CoinSwap is a proposed method for making Bitcoin transactions more private. Currently, chain analysis relies heavily on the assumption that if Alice sends an entire UTXO to an address, she is sending the transaction to herself. CoinSwap undermines this assumption by allowing two parties to send entire UTXOs to new addresses which are not their own. In doing so, parties will swap UTXOs and break the chain of custody for both coins.
While a CoinSwap is composed of on-chain transactions, CoinSwap is an off-chain coordination protocol, and it would not require any changes to Bitcoin’s protocol. All interactions between the two parties would take place over the internet, and normal Bitcoin transactions would be posted to the Bitcoin blockchain. However, CoinSwap is still in its nascent phase, and has not been widely implemented or adopted.
How CoinSwap Works
The way CoinSwap works is that two parties, Alice and Bob, both send a UTXO to separate 2-of-2 multisig addresses. These two transactions are completely separate, and, discounting timing and identical amount attacks, the two transactions should not be linkable by chain analysis.
Next, Alice and Bob cooperate to spend the bitcoin from both multisig addresses to each other. The bitcoin Alice sent to her multisig address will be sent to an address belonging to Bob, while the UTXO Bob contributed will be sent to Alice.
At the end of this process, Alice and Bob will each control the same amount of bitcoin—minus the transaction fees—and will have superior privacy.
Weaknesses of CoinSwap
The simplified explanation of CoinSwap provided above has several weaknesses, which would undermine the privacy enhancements CoinSwap offers.
For example, if Alice and Bob both send each other equivalent amounts of money, chain analysis might be able to match the amounts across the different transactions and deduce that a CoinSwap has occurred.
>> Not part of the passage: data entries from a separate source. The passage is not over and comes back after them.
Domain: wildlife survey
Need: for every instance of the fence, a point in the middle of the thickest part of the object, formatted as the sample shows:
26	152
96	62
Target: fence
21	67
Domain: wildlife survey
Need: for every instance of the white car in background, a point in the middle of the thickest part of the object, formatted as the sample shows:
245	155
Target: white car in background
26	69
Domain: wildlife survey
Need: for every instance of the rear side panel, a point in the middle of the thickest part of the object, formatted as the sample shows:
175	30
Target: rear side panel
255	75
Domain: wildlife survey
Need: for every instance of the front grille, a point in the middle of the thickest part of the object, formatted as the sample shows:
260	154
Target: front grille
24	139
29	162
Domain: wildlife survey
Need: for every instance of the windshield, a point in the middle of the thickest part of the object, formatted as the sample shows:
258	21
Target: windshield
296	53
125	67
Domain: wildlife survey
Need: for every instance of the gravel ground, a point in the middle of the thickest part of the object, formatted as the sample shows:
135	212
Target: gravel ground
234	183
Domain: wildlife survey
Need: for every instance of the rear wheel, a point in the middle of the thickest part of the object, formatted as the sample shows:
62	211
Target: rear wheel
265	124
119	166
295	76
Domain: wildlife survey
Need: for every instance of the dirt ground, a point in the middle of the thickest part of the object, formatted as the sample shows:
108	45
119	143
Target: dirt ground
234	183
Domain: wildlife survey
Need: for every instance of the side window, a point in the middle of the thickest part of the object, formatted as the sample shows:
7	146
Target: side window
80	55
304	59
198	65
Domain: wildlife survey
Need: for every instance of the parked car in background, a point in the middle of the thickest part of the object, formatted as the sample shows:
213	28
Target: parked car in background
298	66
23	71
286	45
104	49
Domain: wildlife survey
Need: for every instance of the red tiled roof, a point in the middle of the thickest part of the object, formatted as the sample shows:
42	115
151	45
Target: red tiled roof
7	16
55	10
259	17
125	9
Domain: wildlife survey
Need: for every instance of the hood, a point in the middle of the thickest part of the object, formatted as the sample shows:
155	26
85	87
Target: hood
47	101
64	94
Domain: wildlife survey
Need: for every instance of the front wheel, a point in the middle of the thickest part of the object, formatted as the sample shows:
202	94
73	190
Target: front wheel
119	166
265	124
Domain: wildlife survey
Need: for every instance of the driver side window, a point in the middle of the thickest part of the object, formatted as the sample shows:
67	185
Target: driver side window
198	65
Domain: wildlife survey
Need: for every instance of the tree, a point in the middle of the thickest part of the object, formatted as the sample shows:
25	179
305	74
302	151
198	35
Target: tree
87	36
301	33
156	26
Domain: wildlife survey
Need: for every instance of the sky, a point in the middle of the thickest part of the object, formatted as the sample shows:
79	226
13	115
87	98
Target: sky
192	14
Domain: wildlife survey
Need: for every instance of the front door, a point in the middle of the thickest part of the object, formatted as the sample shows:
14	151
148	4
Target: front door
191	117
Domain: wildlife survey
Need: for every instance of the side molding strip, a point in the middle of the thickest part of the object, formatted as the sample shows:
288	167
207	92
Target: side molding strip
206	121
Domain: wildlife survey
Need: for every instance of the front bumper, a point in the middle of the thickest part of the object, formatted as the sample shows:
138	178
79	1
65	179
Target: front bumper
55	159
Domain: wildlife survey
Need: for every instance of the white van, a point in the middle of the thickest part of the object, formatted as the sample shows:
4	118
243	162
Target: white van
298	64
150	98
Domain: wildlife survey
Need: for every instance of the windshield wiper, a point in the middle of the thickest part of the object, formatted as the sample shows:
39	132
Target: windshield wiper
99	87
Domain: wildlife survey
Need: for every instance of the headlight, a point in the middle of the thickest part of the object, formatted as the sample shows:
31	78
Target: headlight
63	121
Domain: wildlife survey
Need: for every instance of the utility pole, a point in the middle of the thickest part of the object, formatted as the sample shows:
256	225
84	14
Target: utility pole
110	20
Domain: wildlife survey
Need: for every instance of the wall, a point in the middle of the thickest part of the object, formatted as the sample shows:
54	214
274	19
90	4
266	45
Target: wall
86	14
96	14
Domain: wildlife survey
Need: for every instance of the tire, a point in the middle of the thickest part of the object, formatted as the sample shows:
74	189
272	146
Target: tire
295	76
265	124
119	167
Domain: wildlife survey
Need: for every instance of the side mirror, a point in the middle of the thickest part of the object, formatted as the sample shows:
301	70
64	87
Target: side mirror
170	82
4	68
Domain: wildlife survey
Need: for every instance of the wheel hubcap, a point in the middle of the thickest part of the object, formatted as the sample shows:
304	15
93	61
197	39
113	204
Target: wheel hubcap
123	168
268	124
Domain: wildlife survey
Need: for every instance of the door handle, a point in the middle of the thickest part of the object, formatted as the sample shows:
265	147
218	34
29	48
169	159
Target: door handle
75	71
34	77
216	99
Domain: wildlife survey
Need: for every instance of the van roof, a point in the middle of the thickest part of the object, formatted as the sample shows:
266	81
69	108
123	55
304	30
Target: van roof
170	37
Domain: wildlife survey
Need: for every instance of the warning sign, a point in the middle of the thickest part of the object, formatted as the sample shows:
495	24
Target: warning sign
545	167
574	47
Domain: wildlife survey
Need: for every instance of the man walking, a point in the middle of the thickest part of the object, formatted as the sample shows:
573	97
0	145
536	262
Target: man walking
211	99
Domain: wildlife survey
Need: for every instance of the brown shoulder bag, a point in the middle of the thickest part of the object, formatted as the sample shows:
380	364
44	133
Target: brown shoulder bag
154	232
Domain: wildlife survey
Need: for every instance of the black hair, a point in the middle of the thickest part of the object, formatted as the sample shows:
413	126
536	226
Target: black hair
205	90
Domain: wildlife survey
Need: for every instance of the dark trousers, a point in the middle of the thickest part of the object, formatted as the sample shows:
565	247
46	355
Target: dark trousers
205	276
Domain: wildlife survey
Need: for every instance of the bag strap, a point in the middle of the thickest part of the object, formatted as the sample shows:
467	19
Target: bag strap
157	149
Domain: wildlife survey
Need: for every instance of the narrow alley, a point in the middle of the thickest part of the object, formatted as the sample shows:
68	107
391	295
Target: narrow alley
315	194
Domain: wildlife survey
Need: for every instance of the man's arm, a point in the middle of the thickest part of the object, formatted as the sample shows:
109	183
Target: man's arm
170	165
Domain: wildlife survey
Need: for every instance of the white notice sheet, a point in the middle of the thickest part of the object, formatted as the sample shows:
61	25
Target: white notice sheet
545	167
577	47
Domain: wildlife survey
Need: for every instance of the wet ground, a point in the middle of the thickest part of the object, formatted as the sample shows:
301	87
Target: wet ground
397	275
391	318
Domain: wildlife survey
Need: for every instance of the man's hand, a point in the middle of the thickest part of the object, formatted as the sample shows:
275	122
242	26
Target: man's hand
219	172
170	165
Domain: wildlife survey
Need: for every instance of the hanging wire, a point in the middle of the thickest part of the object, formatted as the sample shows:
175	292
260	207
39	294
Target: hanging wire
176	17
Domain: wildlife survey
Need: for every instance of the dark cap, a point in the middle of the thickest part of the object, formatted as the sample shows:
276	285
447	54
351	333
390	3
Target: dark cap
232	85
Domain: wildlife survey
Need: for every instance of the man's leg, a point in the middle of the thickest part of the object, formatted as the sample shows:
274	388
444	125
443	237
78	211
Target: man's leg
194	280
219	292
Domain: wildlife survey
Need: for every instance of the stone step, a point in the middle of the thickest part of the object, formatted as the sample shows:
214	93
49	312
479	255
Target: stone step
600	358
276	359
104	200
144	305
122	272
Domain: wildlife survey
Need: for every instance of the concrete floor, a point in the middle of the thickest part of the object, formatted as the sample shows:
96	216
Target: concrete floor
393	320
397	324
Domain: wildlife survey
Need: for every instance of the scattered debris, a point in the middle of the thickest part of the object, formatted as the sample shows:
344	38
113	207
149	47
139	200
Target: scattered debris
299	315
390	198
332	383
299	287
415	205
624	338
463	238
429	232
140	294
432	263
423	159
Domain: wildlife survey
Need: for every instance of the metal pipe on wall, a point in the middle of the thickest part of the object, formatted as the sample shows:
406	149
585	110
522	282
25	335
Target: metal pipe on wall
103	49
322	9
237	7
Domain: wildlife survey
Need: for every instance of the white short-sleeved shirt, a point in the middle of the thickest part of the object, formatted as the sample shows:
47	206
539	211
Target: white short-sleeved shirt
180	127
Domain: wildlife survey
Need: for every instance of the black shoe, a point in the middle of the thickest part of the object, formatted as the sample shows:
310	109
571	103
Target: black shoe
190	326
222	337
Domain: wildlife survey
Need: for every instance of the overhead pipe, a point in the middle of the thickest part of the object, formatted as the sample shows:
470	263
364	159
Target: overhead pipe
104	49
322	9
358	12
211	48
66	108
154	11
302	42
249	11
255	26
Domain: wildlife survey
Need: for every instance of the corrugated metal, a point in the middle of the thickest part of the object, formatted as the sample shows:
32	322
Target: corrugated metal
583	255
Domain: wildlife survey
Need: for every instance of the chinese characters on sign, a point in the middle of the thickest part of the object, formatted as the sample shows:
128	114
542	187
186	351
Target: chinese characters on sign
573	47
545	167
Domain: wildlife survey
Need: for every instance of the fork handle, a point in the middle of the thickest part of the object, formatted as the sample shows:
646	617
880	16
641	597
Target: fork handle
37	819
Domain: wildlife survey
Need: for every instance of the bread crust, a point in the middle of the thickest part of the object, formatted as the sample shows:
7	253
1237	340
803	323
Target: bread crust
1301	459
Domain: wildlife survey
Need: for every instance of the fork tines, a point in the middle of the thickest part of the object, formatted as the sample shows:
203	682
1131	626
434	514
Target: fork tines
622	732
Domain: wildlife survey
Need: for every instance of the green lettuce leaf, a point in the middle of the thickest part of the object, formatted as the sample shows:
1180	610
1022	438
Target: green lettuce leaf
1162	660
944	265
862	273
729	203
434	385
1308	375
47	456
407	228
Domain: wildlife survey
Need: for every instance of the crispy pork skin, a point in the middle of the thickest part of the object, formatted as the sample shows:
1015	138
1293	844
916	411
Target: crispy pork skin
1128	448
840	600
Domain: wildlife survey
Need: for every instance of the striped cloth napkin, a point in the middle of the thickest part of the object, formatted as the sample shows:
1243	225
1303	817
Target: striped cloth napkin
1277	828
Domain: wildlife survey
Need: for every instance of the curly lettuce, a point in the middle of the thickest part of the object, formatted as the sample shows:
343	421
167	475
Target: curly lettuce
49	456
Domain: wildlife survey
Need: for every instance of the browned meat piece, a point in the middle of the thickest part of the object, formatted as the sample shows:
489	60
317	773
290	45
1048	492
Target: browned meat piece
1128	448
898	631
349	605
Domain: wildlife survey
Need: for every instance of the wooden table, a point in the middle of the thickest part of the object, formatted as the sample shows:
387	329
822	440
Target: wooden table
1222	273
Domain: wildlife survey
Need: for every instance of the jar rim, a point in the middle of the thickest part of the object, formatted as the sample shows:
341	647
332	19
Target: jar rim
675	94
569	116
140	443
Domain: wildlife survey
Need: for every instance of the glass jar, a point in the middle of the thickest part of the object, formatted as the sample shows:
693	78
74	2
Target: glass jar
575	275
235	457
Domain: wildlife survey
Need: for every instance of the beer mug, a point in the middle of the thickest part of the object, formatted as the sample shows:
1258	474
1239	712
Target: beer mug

In order to prevent this, the CoinSwap can be split into several transactions, obfuscating the total amounts sent by each party.
Additionally, a hypothetical CoinSwap market is ripe for denial of service (DoS) attacks and eclipse attacks. In a DoS attack, an attacker can repeatedly initiate a CoinSwap with an honest participant and halt it midway, forcing the victim to pay on-chain fees without reaping the privacy benefits. An attacker can also offer to execute a CoinSwap many times with many individuals in order to discover which UTXOs they control, stripping their existing privacy. Lastly, an attacker can participate in a large number of CoinSwaps and trick users into thinking they have established privacy when they have simply been executing one or more CoinSwaps with the same observer, who can then deanonymize the victim’s coins.
Fidelity bonds have been proposed as a solution to these attacks. In brief, fidelity bonds require the maker of a CoinSwap offer to post time-locked bitcoin as collateral, assuring the taker that the maker has a strong incentive to execute the CoinSwap smoothly. Fidelity bonds lock up a maker’s funds, and thus, a large-scale DoS attack would require an enormous amount of bitcoin to be locked up for a significant time period. This high cost is thought to be sufficient to deter DoS attacks.